With just days left until the September 15, 2025 Income Tax Return (ITR) deadline, millions of Indian taxpayers face a crucial reminder: missing the due
date could trigger late fees, delayed refunds, and increased scrutiny from the Income Tax Department. While a belated ITR can still be filed until 31 December 2025, experts caution that the financial and legal implications are significant. “Under Section 234F, a late fee of up to Rs 5,000 may be levied for belated ITRs. If the income is below Rs 5 lakh, the penalty is capped at Rs 1,000,” explained Abhishek Soni, Chartered Accountant and co-founder of Tax2Win, in a note to ET Online. Key consequences of late filing
- Late fee: Rs 1,000 for incomes below Rs 5 lakh, Rs 5,000 otherwise.
- Interest charges: Sections 234A, 234B, and 234C add interest on delayed or shortfall in tax payments.
- Loss of benefits: Except for unabsorbed depreciation and house property losses, most carry-forward tax benefits lapse.
- Delayed refunds: Late returns often lead to longer refund processing times.
- Increased scrutiny: The department may closely examine belated filings.
Beyond financial penalties, late filing limits taxpayer flexibility. “If an individual files their ITR after the original due date, they cannot switch between the old and new tax regimes,” Soni said.
Hitesh Jain, Partner – Direct Tax, N. A. Shah Associates LLP, highlighted another nuance: “From AY 2024–25 onwards, the new tax regime is the default.
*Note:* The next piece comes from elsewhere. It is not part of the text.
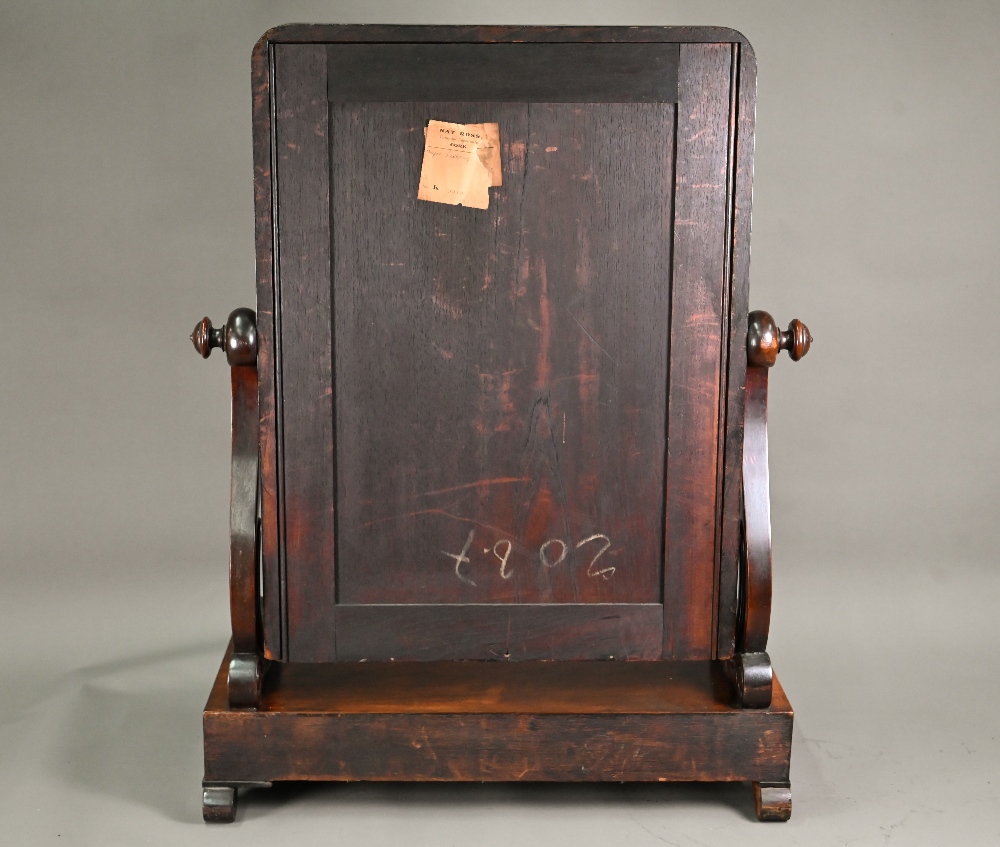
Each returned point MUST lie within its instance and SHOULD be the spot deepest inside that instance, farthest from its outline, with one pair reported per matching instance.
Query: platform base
(497, 722)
If taxpayers wish to opt for the old regime, their ITR must be filed before the due date under Section 139(1). Only then can they revise and switch regimes later.”
Legal risks of ignoring ITR filing
Failure to file even a belated return can invite harsher consequences, including prosecution. In one 2024 case, a Delhi woman was sentenced to jail for non-filing of ITR despite having taxable income.
For taxpayers, filing on time ensures not just compliance but also smoother refunds, retention of benefits, and the freedom to choose their preferred tax regime. With the deadline fast approaching, financial advisors are urging individuals not to rely on last-minute extensions.